In an exceptionally well-written article, Databricks’ Kavitha Mariappan surveys open source tools for data scientists.
Mary Jo Foley reports on Microsoft’s Open Mind Studio, an unannounced product that will bundle CNTK, other deep learning frameworks, open source computing frameworks and other bits on a heterogeneous computing framework.
Federico Castanedo explains scalable data science with R and gets it mostly right. With R, you have three options: scale up, scale out or use R as an abstraction layer. Scaling up means hosting R on a bigger machine; scaling out means distributing R on many computers, which only works for embarrassingly parallel operations. Your third option is to use an R interface to distributed platforms, such as SparkR, Teradata Aster R, Oracle R Enterprise and Microsoft R Server.
Gartner rates Talend as a leader in its 2016 Magic Quadrant for Data Integration Tools. Talend crows; Dave Ramel reports. You can pay Gartner $1,995 for your copy, get a free copy here or look at the picture below.
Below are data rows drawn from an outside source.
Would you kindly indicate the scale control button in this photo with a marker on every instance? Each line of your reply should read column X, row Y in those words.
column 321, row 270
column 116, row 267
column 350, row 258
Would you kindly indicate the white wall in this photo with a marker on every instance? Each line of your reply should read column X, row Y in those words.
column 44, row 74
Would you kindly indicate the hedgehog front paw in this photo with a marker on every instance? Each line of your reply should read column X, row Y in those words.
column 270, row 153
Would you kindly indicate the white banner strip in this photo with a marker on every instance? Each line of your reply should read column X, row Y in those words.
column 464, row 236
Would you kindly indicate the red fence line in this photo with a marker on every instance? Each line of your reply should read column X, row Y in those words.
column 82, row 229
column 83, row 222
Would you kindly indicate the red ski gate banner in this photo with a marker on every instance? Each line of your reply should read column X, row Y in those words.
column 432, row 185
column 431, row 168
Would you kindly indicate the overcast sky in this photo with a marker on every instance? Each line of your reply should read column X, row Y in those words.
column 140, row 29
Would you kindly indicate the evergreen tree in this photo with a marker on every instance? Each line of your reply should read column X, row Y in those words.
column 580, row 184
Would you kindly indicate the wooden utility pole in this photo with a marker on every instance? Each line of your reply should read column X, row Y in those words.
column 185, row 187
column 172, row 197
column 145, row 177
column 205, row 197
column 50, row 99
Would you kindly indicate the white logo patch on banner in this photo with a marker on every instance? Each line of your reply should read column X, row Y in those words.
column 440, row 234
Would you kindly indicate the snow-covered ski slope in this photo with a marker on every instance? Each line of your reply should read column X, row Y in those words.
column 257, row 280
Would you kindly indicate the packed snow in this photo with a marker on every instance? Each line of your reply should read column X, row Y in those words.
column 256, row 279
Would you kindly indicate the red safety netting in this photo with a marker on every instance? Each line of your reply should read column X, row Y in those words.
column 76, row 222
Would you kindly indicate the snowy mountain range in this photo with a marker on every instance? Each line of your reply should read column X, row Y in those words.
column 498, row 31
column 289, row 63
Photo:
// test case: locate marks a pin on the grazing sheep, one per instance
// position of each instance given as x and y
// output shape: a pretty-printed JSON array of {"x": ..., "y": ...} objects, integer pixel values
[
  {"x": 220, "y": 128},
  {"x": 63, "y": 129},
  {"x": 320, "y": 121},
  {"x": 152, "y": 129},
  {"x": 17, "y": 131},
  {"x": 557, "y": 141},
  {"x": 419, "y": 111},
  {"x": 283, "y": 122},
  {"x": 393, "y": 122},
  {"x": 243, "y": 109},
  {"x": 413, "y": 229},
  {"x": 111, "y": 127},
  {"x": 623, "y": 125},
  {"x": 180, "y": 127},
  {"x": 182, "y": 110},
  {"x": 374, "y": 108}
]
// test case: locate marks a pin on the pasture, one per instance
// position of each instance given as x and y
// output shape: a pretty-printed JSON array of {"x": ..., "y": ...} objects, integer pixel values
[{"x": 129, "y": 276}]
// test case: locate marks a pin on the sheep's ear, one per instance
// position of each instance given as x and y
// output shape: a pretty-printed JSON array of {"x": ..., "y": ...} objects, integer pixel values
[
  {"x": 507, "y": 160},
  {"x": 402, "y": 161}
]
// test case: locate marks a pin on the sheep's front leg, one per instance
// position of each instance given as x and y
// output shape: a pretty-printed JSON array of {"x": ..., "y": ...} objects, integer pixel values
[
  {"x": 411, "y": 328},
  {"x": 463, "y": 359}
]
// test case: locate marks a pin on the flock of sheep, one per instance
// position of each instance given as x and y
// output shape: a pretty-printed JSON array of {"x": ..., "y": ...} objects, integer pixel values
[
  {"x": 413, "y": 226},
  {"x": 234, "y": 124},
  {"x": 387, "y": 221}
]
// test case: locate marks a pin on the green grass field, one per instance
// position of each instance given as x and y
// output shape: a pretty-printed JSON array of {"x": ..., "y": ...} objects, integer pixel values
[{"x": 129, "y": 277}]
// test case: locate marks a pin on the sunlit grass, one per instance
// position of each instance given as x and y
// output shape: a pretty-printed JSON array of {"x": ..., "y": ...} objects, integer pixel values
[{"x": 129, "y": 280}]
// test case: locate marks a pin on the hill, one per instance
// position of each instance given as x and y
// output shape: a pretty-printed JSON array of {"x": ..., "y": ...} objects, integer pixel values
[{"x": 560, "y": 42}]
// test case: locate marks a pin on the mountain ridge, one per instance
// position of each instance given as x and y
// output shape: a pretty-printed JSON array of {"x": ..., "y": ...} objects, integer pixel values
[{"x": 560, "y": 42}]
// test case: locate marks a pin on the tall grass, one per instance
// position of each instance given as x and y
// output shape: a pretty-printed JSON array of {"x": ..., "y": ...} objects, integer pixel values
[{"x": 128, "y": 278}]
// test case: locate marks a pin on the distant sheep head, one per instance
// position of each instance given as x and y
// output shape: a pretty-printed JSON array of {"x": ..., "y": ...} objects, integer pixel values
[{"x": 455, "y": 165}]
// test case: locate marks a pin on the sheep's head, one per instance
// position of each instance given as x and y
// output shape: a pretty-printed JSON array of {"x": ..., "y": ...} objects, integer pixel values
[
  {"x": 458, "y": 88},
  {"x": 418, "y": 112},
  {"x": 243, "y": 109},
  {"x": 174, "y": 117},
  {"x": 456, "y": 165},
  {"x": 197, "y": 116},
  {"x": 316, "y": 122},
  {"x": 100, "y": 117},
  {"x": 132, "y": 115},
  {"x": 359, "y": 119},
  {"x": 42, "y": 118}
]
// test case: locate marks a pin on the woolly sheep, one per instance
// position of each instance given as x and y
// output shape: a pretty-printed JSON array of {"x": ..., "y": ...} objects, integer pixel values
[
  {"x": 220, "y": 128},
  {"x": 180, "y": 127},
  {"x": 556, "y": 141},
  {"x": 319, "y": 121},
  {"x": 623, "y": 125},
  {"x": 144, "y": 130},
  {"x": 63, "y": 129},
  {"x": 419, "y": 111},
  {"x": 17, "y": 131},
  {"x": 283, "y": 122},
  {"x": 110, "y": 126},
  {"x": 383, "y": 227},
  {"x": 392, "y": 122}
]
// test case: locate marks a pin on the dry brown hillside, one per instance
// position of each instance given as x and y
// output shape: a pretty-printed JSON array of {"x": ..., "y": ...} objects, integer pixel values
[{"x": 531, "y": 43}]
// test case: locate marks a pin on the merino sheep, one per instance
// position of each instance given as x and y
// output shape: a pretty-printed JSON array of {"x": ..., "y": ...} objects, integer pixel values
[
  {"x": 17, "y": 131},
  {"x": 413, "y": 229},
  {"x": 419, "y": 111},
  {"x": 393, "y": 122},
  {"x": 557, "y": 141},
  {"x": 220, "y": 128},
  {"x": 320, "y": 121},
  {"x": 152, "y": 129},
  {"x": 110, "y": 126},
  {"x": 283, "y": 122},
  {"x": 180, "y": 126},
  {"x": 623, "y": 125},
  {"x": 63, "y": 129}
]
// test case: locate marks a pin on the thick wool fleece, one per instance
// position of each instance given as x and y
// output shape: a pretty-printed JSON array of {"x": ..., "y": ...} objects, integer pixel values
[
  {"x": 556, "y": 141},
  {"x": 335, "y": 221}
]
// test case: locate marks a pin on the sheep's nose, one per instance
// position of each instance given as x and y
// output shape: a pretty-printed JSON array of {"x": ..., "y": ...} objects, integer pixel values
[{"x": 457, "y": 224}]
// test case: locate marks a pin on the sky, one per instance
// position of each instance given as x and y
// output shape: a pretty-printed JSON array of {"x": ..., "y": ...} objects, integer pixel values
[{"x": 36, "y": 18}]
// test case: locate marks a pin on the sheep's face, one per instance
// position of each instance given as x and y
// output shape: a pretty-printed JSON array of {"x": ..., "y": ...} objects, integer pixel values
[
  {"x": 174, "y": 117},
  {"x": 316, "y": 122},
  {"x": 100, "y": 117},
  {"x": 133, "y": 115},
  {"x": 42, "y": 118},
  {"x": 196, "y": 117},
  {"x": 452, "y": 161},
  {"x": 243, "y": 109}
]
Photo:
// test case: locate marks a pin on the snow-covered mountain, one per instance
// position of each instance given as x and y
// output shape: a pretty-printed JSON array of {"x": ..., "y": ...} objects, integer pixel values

Rohit Jain summarizes the quest for database nirvana. Nirvana? Please. It’s *&^%$ software.
— Brian Wang explains Wave Computing’s Dataflow Processing Unit, a chip that Wave claims offers 10X faster training and 100X faster inference than any existing system based on CPU accelerators.
— On Linux.com, Libby Clark interviews IBM’s Diana Arroyo and Alek Slominski and gleans tips for serverless computing with Apache Mesos.
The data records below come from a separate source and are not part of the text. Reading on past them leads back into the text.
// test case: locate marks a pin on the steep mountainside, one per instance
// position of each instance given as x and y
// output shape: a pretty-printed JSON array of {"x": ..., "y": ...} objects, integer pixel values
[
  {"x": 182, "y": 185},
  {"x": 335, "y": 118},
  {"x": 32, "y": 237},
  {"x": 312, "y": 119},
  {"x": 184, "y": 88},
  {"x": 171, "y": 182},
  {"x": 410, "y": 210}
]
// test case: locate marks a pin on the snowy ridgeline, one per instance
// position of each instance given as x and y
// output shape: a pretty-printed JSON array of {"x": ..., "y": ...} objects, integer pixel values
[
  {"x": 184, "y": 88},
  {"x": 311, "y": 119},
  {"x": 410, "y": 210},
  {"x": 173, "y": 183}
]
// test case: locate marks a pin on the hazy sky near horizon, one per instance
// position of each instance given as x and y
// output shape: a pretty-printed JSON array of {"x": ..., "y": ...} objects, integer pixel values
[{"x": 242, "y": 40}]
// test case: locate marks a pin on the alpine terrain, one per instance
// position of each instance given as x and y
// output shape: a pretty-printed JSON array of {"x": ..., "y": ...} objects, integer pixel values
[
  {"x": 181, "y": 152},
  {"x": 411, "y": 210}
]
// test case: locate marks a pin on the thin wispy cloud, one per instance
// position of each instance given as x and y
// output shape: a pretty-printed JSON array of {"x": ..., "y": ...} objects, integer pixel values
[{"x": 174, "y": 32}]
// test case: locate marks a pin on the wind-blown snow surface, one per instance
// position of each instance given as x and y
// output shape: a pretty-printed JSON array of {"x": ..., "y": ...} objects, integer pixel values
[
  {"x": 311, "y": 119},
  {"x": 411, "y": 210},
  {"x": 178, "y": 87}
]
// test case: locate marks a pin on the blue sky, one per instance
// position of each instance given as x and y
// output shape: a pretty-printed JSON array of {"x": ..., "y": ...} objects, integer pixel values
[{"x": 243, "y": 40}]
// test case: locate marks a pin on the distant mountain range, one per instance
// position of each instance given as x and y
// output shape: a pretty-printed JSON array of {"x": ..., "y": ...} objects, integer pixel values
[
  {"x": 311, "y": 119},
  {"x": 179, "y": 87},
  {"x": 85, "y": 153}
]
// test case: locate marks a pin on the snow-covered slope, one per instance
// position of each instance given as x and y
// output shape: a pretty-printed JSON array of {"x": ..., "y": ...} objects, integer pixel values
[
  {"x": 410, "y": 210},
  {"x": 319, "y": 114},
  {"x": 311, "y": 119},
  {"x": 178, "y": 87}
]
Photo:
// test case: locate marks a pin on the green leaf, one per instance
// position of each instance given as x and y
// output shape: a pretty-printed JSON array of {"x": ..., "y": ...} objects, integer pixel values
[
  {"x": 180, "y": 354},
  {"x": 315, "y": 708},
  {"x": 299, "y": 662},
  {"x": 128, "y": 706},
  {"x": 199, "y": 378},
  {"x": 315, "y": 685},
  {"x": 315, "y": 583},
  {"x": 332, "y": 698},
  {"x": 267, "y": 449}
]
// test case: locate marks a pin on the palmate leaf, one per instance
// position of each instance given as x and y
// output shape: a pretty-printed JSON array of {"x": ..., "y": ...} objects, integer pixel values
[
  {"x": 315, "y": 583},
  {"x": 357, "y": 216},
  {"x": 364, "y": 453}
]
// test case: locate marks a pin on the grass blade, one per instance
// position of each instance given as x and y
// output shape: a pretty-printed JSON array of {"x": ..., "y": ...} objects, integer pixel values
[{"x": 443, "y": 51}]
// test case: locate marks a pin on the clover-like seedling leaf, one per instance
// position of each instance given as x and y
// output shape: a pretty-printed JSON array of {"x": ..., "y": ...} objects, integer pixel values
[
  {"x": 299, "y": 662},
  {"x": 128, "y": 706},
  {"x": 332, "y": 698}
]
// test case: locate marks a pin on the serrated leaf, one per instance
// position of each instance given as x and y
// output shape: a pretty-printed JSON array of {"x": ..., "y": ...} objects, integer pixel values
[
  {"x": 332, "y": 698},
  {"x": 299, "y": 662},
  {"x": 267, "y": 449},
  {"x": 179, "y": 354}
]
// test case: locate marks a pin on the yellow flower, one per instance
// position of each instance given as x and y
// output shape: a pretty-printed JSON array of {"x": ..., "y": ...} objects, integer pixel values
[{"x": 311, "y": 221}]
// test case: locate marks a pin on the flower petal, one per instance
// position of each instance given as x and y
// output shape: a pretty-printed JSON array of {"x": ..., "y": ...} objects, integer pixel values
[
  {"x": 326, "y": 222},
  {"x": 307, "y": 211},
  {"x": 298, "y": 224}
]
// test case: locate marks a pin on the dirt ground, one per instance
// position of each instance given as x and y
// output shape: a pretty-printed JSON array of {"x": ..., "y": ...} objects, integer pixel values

— On the Hortonworks blog, Sanjay Radia and Saumitra Buragohain explain the ins and outs of Hadoop in the cloud. Curiously, they don’t mention EMR.
— Gary Cokins summarizes arguments for and against the use of Big Data in Analytics.
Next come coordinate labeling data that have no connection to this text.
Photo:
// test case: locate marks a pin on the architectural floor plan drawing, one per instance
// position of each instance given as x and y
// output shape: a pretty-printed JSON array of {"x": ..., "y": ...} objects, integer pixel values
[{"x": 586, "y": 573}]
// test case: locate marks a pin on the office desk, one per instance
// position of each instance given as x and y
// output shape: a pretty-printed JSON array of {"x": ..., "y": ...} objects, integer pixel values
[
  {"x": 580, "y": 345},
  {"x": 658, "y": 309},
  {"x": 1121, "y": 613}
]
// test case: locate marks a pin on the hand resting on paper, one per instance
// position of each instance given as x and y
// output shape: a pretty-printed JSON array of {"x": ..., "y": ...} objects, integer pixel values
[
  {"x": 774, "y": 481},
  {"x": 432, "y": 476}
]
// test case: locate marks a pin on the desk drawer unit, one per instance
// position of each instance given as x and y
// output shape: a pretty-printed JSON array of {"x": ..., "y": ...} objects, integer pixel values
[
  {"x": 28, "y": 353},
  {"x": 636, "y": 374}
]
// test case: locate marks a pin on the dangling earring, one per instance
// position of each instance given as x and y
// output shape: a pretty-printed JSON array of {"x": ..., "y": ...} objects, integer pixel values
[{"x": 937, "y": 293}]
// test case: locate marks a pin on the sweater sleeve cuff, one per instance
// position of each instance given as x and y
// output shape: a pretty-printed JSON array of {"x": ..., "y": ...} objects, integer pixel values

— Kalev Leetaru wonders if corporate data centers are obsolete.
— Wayne Eckerson asks what can go wrong in self-service analytics.
— Cloudera’s Sean Anderson discusses the impact of Spark 2.0.
— Venture capitalist Tomasz Tunguz likes how ServiceNow measures customer churn.
— On the Hortonworks blog, Louise Matthews interviews a couple of HDP executives about HDP+MSFT. Looking at HDP’s latest financials, MSFT should just buy HDP and put it out of its misery.
— Ronald van Loon surveys machine learning from an executive perspective.
— On the BigML blog, an author who blogs as atakancetinsoy touts BigML for Google Sheets. I’ve been testing BigML lately and like what I see.
Open Source News
— ASF announces version 0.8.1 of Apache Gearpump (incubating). Gearpump is Yet Another Streaming Engine.
— SQL-on-HBase engine Apache Phoenix announces the availability of Release 4.8.0, with a few enhancements and lots of bug fixes.